Les premiers articles de Mon Salon, où Zola attaque d’emblée le jury du Salon, ont fait sensation ; il démonte ici les rouages de « la machine » qui a bouté hors du Salon « les toiles fortes et vivantes » de Manet. Si Gleyre, en tant que membre du jury, est une des roues de cette machine à exclure « les personnalités », il est loin pourtant de se conduire comme les « eunuques » qui ferment les portes du Salon à leurs rivaux de talent.

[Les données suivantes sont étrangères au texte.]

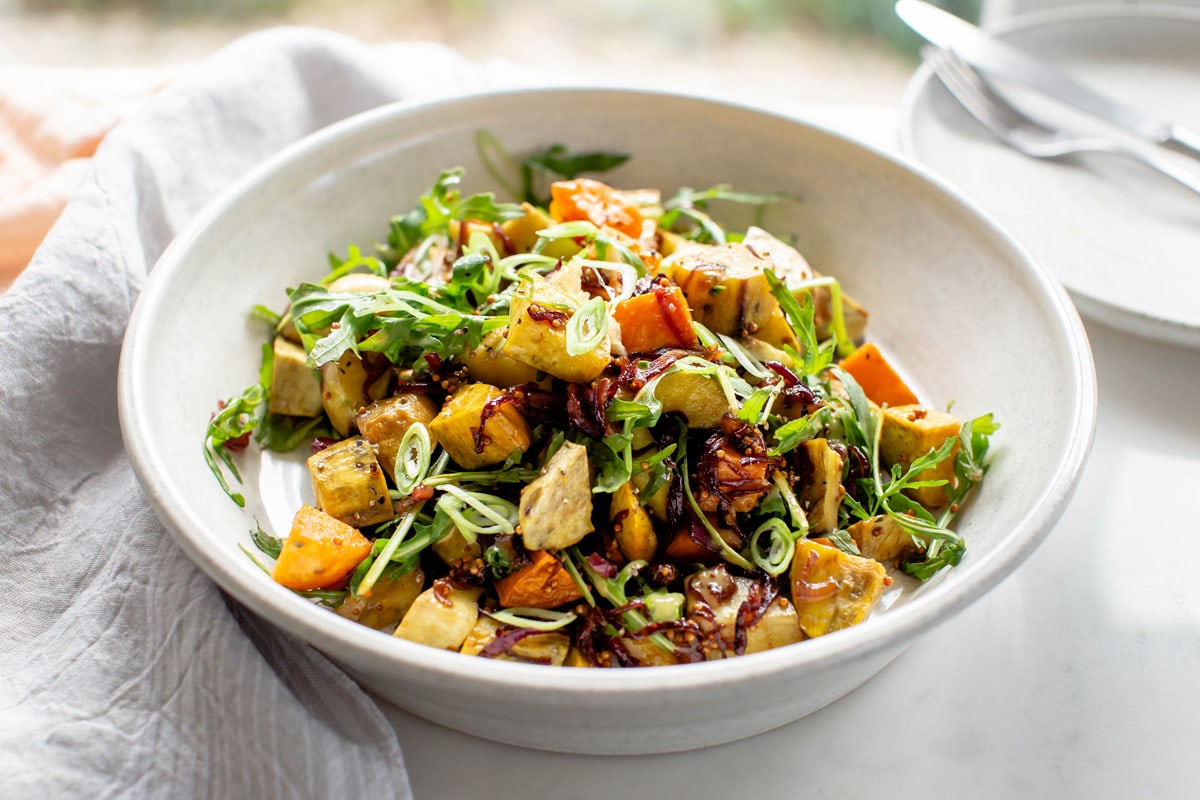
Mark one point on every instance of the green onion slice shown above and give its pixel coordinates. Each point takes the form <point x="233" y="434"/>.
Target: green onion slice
<point x="538" y="619"/>
<point x="587" y="326"/>
<point x="413" y="458"/>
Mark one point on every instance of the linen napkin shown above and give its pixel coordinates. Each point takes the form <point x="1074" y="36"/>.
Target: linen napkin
<point x="124" y="671"/>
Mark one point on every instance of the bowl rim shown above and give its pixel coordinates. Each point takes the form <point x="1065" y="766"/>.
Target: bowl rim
<point x="334" y="635"/>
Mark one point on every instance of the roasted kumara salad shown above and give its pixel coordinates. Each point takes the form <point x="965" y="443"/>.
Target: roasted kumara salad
<point x="594" y="428"/>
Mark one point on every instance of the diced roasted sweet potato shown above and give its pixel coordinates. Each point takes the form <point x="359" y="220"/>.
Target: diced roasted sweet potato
<point x="543" y="583"/>
<point x="631" y="525"/>
<point x="822" y="492"/>
<point x="480" y="636"/>
<point x="792" y="268"/>
<point x="441" y="617"/>
<point x="349" y="485"/>
<point x="876" y="376"/>
<point x="318" y="552"/>
<point x="489" y="365"/>
<point x="385" y="422"/>
<point x="295" y="388"/>
<point x="598" y="203"/>
<point x="724" y="596"/>
<point x="883" y="540"/>
<point x="539" y="316"/>
<point x="455" y="427"/>
<point x="522" y="234"/>
<point x="463" y="232"/>
<point x="911" y="432"/>
<point x="833" y="589"/>
<point x="729" y="293"/>
<point x="697" y="397"/>
<point x="556" y="507"/>
<point x="657" y="319"/>
<point x="389" y="601"/>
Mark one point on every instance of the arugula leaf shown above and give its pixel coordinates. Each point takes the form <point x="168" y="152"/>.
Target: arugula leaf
<point x="441" y="205"/>
<point x="559" y="162"/>
<point x="265" y="542"/>
<point x="234" y="420"/>
<point x="691" y="205"/>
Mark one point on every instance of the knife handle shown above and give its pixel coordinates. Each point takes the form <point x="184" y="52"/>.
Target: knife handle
<point x="1182" y="139"/>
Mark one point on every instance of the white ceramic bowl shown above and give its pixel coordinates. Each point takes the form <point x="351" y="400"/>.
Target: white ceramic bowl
<point x="976" y="322"/>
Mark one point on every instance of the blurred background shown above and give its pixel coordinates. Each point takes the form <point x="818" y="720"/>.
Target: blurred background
<point x="771" y="50"/>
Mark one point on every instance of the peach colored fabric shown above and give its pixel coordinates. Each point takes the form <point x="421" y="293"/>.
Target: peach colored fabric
<point x="51" y="122"/>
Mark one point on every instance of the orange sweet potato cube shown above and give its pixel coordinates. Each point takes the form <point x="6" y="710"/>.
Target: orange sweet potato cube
<point x="655" y="319"/>
<point x="544" y="583"/>
<point x="319" y="551"/>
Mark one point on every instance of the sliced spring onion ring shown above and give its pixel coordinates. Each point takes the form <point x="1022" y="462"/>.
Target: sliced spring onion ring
<point x="587" y="326"/>
<point x="780" y="548"/>
<point x="538" y="619"/>
<point x="477" y="513"/>
<point x="413" y="458"/>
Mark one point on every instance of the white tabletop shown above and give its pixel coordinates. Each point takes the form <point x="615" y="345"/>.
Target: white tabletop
<point x="1075" y="678"/>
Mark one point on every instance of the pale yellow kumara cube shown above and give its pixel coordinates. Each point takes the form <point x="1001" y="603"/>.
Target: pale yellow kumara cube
<point x="539" y="316"/>
<point x="295" y="388"/>
<point x="833" y="589"/>
<point x="385" y="422"/>
<point x="911" y="432"/>
<point x="441" y="617"/>
<point x="460" y="419"/>
<point x="349" y="485"/>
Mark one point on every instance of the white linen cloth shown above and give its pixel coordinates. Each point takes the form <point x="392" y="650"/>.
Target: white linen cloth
<point x="124" y="671"/>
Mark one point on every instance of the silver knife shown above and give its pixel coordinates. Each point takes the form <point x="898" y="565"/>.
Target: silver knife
<point x="1000" y="59"/>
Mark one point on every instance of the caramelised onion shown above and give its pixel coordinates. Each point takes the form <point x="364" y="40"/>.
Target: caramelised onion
<point x="762" y="594"/>
<point x="735" y="469"/>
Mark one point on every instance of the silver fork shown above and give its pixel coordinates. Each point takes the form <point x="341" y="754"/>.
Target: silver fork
<point x="1026" y="134"/>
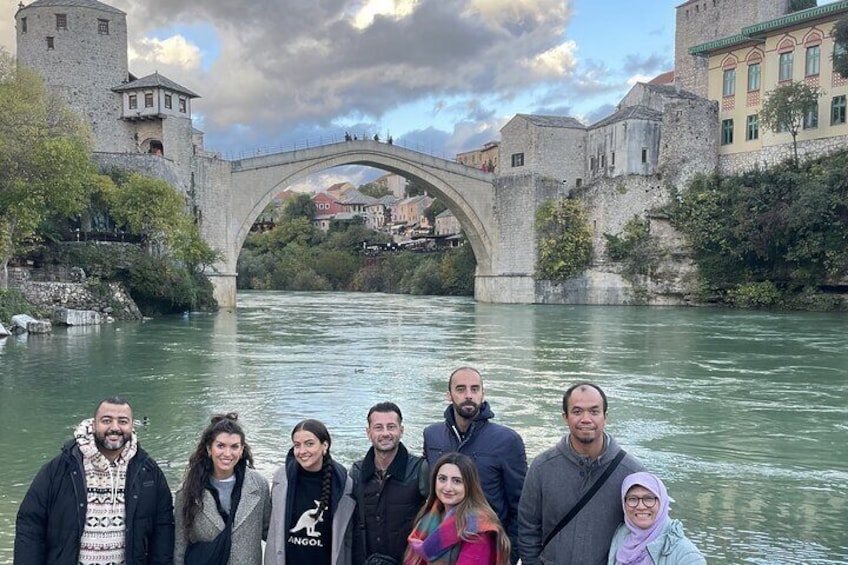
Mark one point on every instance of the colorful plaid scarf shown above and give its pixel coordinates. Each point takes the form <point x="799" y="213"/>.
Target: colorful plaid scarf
<point x="435" y="539"/>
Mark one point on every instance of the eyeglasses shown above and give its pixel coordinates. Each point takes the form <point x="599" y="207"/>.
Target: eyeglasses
<point x="647" y="501"/>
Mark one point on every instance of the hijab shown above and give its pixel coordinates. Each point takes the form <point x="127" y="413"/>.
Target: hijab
<point x="634" y="550"/>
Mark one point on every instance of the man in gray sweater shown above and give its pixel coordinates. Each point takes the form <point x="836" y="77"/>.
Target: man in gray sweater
<point x="558" y="478"/>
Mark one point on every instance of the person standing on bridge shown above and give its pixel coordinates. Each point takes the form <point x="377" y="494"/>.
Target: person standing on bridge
<point x="313" y="507"/>
<point x="497" y="451"/>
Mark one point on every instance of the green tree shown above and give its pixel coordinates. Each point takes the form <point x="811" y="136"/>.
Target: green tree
<point x="45" y="167"/>
<point x="565" y="240"/>
<point x="786" y="107"/>
<point x="374" y="190"/>
<point x="636" y="248"/>
<point x="301" y="206"/>
<point x="840" y="51"/>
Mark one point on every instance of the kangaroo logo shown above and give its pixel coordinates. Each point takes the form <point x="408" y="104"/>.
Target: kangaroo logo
<point x="308" y="520"/>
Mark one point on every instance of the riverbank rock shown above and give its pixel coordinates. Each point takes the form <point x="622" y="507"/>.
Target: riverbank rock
<point x="69" y="317"/>
<point x="111" y="302"/>
<point x="25" y="323"/>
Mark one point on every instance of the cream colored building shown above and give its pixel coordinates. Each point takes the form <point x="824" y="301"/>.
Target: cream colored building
<point x="744" y="68"/>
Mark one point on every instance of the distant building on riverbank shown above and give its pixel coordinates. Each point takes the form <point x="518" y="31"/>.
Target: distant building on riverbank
<point x="80" y="49"/>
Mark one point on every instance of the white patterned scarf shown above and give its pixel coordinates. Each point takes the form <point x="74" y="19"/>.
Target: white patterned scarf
<point x="103" y="540"/>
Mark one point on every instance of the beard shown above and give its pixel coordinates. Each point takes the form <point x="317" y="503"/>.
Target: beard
<point x="467" y="409"/>
<point x="109" y="444"/>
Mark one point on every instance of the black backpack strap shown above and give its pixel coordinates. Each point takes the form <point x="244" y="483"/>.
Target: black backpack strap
<point x="586" y="498"/>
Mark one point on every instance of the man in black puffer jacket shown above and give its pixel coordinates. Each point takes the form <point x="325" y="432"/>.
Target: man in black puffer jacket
<point x="391" y="486"/>
<point x="103" y="499"/>
<point x="497" y="451"/>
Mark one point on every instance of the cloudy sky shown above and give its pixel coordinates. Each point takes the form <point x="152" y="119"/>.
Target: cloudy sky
<point x="440" y="75"/>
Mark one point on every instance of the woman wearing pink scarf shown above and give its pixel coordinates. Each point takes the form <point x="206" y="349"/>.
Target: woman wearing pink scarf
<point x="648" y="536"/>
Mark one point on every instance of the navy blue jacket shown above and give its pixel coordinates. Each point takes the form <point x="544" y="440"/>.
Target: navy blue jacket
<point x="52" y="515"/>
<point x="497" y="451"/>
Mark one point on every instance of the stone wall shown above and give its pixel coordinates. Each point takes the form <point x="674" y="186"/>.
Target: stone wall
<point x="143" y="163"/>
<point x="116" y="303"/>
<point x="776" y="154"/>
<point x="689" y="143"/>
<point x="83" y="65"/>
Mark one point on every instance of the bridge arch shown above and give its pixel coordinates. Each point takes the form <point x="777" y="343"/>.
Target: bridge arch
<point x="467" y="192"/>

L’œuvre de Gleyre mêle l’influence des romantiques à celle du néo-classicisme : le peintre a travaillé l’aquarelle avec Bonington, il a été l’ami de Léopold Robert (1794-1835) et d’Horace Vernet (1798-1963). Ses talents de dessinateur lui ont valu d’accompagner un riche amateur d’art américain dans ses voyages en Sicile, en Grèce, en Egypte et au proche Orient entre 1835 et 1837. Il a ramené de ce périple de nombreuses aquarelles l’orientalistes. Après ce voyage, dont il revient la vue gâtée, il fait ses premiers pas au Salon avec Saint-Jean inspiré par la vision apocalyptique. Il lui faudra néanmoins attendre 1843 pour connaître le succès avec Le Soir, plus connu sous le titre Illusions Perdues. Il dirigera désormais l’atelier de Paul Delaroche, refusant, en souvenir de ses propres années de misère, toute autre rémunération de ses élèves que le prix du loyer.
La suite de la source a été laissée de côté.